When selecting projects to fund, most investment firms have little to rely on besides their gut. But according to one Silicon Valley VC who goes by the pseudonym Remmy Oxley, investors can use a more reliable, data-based method to evaluate potential ventures with start-up companies. And you’ll be surprised at some of the odd data points Oxley’s firm uses.

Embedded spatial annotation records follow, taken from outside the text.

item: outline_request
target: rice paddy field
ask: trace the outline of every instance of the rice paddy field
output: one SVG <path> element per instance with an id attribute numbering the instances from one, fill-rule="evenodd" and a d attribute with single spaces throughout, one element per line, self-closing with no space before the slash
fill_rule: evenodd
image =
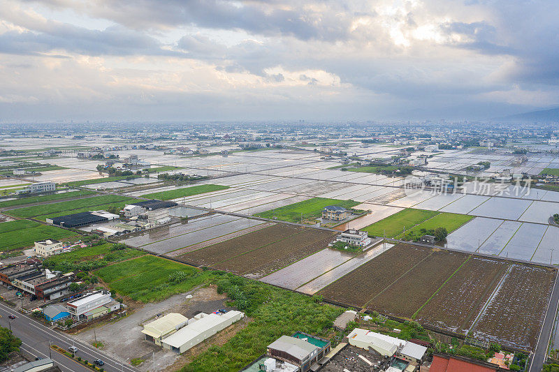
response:
<path id="1" fill-rule="evenodd" d="M 82 197 L 92 195 L 94 193 L 94 191 L 78 190 L 75 191 L 58 193 L 56 194 L 18 198 L 12 200 L 0 202 L 0 208 L 7 208 L 10 207 L 16 207 L 18 205 L 25 205 L 35 203 L 43 203 L 45 202 L 52 202 L 62 199 L 81 198 Z"/>
<path id="2" fill-rule="evenodd" d="M 169 276 L 184 273 L 184 280 L 175 283 Z M 111 290 L 121 296 L 142 302 L 163 299 L 188 292 L 205 280 L 203 271 L 179 262 L 153 255 L 144 255 L 103 267 L 96 271 Z"/>
<path id="3" fill-rule="evenodd" d="M 229 186 L 222 185 L 198 185 L 190 187 L 185 187 L 183 188 L 177 188 L 175 190 L 169 190 L 168 191 L 161 191 L 159 193 L 153 193 L 145 194 L 143 195 L 144 198 L 150 199 L 159 199 L 161 200 L 170 200 L 171 199 L 177 199 L 179 198 L 185 198 L 187 196 L 192 196 L 194 195 L 203 194 L 205 193 L 211 193 L 212 191 L 219 191 L 220 190 L 226 190 Z"/>
<path id="4" fill-rule="evenodd" d="M 125 203 L 133 200 L 136 199 L 116 195 L 106 195 L 44 205 L 25 207 L 11 209 L 6 214 L 15 217 L 24 218 L 35 217 L 44 220 L 45 218 L 78 213 L 84 210 L 100 210 L 108 206 L 116 205 L 115 203 Z"/>
<path id="5" fill-rule="evenodd" d="M 265 212 L 256 214 L 258 217 L 273 218 L 287 222 L 300 222 L 301 219 L 314 220 L 320 217 L 322 209 L 329 205 L 336 205 L 349 209 L 359 203 L 353 200 L 341 200 L 337 199 L 326 199 L 313 198 L 308 200 L 286 205 Z"/>
<path id="6" fill-rule="evenodd" d="M 0 223 L 0 251 L 14 251 L 31 246 L 35 241 L 54 239 L 73 239 L 77 235 L 55 226 L 38 222 L 16 220 Z"/>
<path id="7" fill-rule="evenodd" d="M 318 293 L 530 351 L 556 275 L 552 269 L 398 244 Z"/>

Oxley’s system is partly inspired by popular algorithms like those featured in the movie Moneyball. These systems changed the shape of professional baseball by bringing statistics and big data into scouting. “Now we’re doing it, too,” Oxley says. Here are the four components to Oxley’s “secret algorithm” for investors who are deciding which companies to invest in:
We look at (and score) what you read. Be it off websites, apps, PDFs, magazines or books. So, if you’re reading something like Technology Ventures and tweeting bits of wisdom from a helpful entrepreneur’s guide, Oxley’s firm is going to notice and your chances for funding will jump. Conversely, your score will plummet if you’re reading about fantasy football and tweeting about the latest celebrity gossip.
Age of cell phone number and time of first daily phone call. Oxley uses these stats to determine a number of things about an entrepreneur: his or her relative stability, how old he or she is, and other important info. “At the end of the day,” writes Oxley, “we’re looking for entrepreneurs who are young, stable, middle class, and who have the support of family and friends.” And the age of the cellphone number tells all. Also revealing, he says, is an early morning start to phone activity. If the first phone call doesn’t appear until 11:00 am or noon, it may indicate a less than driven start-up exec.

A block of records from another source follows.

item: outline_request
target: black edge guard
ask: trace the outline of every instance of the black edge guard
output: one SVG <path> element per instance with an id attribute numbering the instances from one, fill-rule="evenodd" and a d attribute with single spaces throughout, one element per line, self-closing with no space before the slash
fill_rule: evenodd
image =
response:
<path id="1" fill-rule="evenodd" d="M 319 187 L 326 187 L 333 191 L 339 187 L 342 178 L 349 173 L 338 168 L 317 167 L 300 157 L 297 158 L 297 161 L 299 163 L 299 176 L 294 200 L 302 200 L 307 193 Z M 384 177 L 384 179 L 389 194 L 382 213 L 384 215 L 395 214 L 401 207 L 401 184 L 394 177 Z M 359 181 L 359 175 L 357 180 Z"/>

How Othman Laraki are they? In other words, how close are they to the ideal entrepreneur? Sold anything big to Twitter? Degree from Stanford, MIT, or both? Street smarts to boot? Oxley looks for people “who question status quo, tip-toe the fine line, but still firmly understand rules and existing hierarchies.”
Stanford University founder team formula. Our algorithm does not say ‘Just Stanford,’” Oxley writes. But his VC firm also acknowledges that in every fund’s portfolio, the most successful companies have two or three founders from Stanford. To Oxley, start-ups that have “two or three founders from a good school” and at least one from a less typical school are most eligible for funding.